À présent, les idées peuvent venir ; celles qui y sont déjà sont raisonnées et arrêtées ; mais il y en a peu, et surtout des vérités, des notions pratiques… Le sentiment que le monde est fait de telle façon et qu’il faut s’y installer de son mieux. Habitués à manier de l’argent et à faire leurs comptes, ils n’hésitent point devant une grande dépense dont le profit leur apparaît bien clairement ; prendre sur le capital pour voyager, par exemple, leur semble une opération avantageuse, et, plus tard, ils ne regarderont pas à diminuer la fortune de leurs enfants pour leur donner une éducation plus complète et plus raffinée.

C’est chose extrêmement facile de faire parler les Anglais, à condition de ne pas s’y prendre comme avec les autres.
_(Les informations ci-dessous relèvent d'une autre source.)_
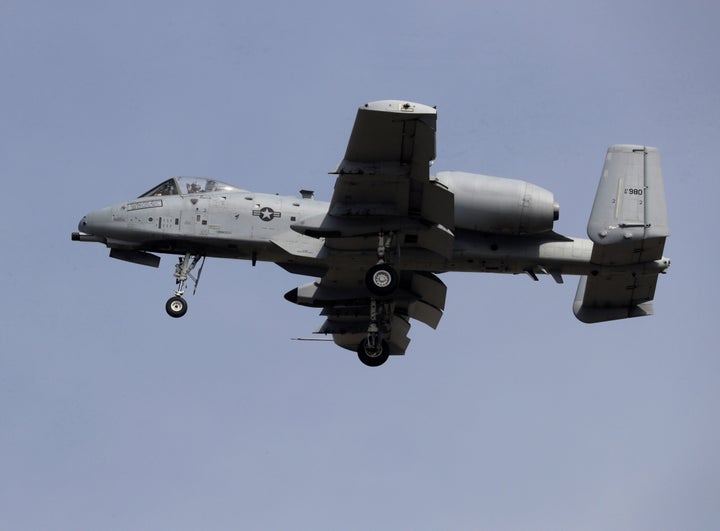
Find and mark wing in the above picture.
[286,100,454,354]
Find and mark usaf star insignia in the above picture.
[253,207,282,221]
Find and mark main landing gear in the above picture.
[358,232,400,367]
[165,253,205,318]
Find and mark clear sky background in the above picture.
[0,0,720,530]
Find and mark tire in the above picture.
[365,264,398,297]
[358,339,390,367]
[165,296,187,318]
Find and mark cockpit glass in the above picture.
[140,177,242,197]
[140,179,178,197]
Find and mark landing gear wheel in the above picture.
[365,264,398,297]
[165,295,187,317]
[358,339,390,367]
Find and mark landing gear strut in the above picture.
[365,232,399,297]
[358,232,400,367]
[358,298,391,367]
[165,253,205,317]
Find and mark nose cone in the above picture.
[78,207,112,236]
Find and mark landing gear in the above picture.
[358,298,391,367]
[165,253,205,318]
[165,295,187,317]
[365,232,400,297]
[365,263,398,297]
[358,339,390,367]
[357,232,400,367]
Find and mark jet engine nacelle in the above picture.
[435,171,560,234]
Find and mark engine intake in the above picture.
[435,171,560,234]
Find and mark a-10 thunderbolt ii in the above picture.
[72,100,670,366]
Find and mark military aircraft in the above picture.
[72,100,670,366]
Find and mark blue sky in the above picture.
[0,1,720,530]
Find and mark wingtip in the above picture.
[360,100,437,114]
Employer les compliments, la flatterie, chercher à pénétrer dans leurs bonnes grâces, à gagner leur confiance, c’est perdre son temps ; les confidences étant à leurs yeux une chose tout à fait superflue. Mais, qu’ils découvrent un but, un objet à vos questions, qu’ils comprennent qu’un intérêt vous pousse, ne fût-ce qu’un intérêt de psychologue, ils deviennent suffisamment expansifs et très simplement s’ouvrent à vous.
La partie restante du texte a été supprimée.